Z mojego punktu widzenia zauważyłem, że autor dokładnie przestudiował pamiętniki pisane przez powstańców pochodzących z rejonów dawnego województwa mazowieckiego czy kaliskiego. Pewnie tak było ze względu na badanie losów Kazimierza Mielęckiego. Podejście jednak do pamiętników z innych rejonów jest wybiórcze. Na pewno wiem o paru pamiętnikach/wspomnieniach w których są informacje o broni powstańczej, a do których to książek autor nie dotarł. Mnie jednak najbardziej zraziło to, że mogły wystąpić sytuacje, że autor powołuje się na książki, których mógł nie przeczytać, lub mógł bardzo wybiórczo czytać. Trochę to razi. Rozdział dotyczący literatury z epoki oceniam niezbyt dobrze, choć niektóre inne rozdziały są warte przeczytania.
Tyle się napisałem, więc na koniec wisienka na torcie. Wklejam fragmenty wspomnień Teofila Łapińskiego (celowo nie podaję numerów stron). Jak to czytałem to odnosiłem wrażenie, że Polakom broń Joseph Whitworth sprzedawał taniej z sympatii (czy może z jakichś innych względów?). Południowcy w wojnie secesyjnej jako związani z niewolnictwem mogli nie być darzeni taką sympatią, więc ceny mieli zupełnie inne. Wklejam to tak jak w oryginale. Teofil Łapiński trochę przekręca nazwisko Whitwortha.
Cytat:Mieliśmy w magazynie:
1000 sztuk karabinów z bagnetami, broń doskonałą, wprawdzie nie odtylcówki, bo takich oprócz w Prusach, wówczas w całej Europie nie było, ale tak dobrą, że z bronią strzelców celnych angielskich porównana być mogła. (...)
100.000 ładunków karabinowych dobrych.
50 cetnarów prochu, dobrego gatunku.
2 miliony kapsli dobrych.
Wszystko dotychczas wymienione dostarczone było przez fabrykę broni i prochu panów Withworth et Sons w Londynie, wykonane najsumienniej i po cenach tak umiarkowanych, że w podaniu takowych dobre chęci dla sprawy naszej najwidoczniej na bogatych fabrykantów wpływały.
(...)
Przypomniałem sobie, że pan Simons mówił mi o lekkich armatach nowej konstrukcji, jako o najlepszym wynalazku nowoczesnej artylerii, robiąc uwagę, że artyleria taka byłaby przez wzgląd na swoją nadzwyczajną lekkość doniosłość i precyzję strzałów, nieoszacowaną dla powstania.

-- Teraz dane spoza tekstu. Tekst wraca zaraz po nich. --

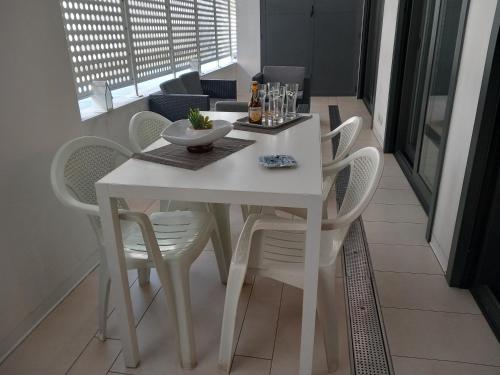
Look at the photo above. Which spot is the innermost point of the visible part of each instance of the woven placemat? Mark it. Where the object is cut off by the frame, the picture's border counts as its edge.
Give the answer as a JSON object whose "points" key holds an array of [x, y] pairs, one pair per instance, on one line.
{"points": [[264, 130], [179, 156]]}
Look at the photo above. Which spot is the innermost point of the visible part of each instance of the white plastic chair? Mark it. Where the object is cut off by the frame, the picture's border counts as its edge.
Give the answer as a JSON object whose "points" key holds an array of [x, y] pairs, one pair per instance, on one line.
{"points": [[273, 247], [168, 241], [348, 133], [145, 128]]}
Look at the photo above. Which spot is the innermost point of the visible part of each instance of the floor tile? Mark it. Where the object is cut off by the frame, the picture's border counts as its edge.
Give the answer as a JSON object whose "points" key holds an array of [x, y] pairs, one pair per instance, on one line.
{"points": [[156, 336], [286, 352], [394, 182], [442, 336], [390, 196], [378, 232], [259, 328], [391, 170], [414, 366], [142, 296], [399, 258], [425, 292], [250, 366], [97, 358], [395, 213]]}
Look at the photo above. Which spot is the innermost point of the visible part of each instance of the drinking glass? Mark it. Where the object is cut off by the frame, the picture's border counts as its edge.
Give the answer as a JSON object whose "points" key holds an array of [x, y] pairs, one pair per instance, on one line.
{"points": [[291, 99], [263, 98], [281, 103]]}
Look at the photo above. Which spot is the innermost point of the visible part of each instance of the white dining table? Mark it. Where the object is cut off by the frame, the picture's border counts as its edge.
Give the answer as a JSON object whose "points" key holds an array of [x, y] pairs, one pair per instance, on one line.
{"points": [[235, 179]]}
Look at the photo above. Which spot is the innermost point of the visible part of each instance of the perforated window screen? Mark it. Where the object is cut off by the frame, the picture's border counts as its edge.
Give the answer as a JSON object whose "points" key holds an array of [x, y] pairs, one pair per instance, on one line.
{"points": [[149, 37], [234, 41], [206, 27], [125, 42], [97, 43], [223, 27], [184, 34]]}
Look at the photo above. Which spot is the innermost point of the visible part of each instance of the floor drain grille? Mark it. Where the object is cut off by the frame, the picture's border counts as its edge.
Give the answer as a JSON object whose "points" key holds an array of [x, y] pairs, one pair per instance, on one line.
{"points": [[369, 354]]}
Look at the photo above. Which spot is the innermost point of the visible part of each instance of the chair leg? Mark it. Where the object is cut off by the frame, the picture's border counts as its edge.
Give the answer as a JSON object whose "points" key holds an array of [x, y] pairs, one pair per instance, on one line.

Udałem się do pułkownika Simons, prosząc go o adres fabrykanta.
Nie tylko że mi ten adres uprzejmie udzielił, ale był tyle dobrym, że mi sam towarzyszył do fabryki. Właścicielami fabryki byli pp. Withford et Sons, ci sami co nam już dostarczyli broń. Zdanie pana Simons o tych panach było jak najlepszem, tak co się tyczy dyskrecji, jako też rzetelności. Zaś co do ceny, radził mi, aby się zupełnie spuścić na ich sumienność, mówiąc, że to są milionerzy i bardzo zacni ludzie, którzy by prędzej byli skłonni nam pomóc, niż mieć na nas zarobek, nic nieznaczący wobec interesów jakie oni prowadzą. Przedstawiony przez pułkownika starszemu z synów pana Withford, podziękowałem najprzód za lojalne wykonanie pierwszej dostawy i oznajmiłem cel wizyty. Fabrykant zaprowadził nas osobiście do magazynu gdzie stało kilkanaście armat różnych kalibrów, najwięcej okrętowych. (..) Działa, lawety i przodki, były to istne cacka trwałej i praktycznej roboty angielskiej. Podług zapewnienia pana Withford strzały były celniejsze, niż wszystkich dotąd znanych armat, doniosłość strzału 7200 yardów, przejrzeliśmy potem karty prób, za których wiarygodność p. Withford ręczył.
(…)
Zapytany o cenę p. Withford wyjął pulares, zrobił rachunek i powiedział, że dwie jednofuntówki z dubeltowymi przyborami ceni na 184 funtów szterlingów. Cena była tak zadziwiająco umiarkowaną, że gdybym nie był już uprzedzonym jak najlepiej o charakterze fabrykanta, byłbym każden gwóźdź z osobna obejrzał, z obawy, aby jakość nie była przyczyną taniości.
(...)
- To zacny anglik, ale sądzę, że gdyby zawsze takie interesa robił, jak dziś ze mną, to by zbankrutował.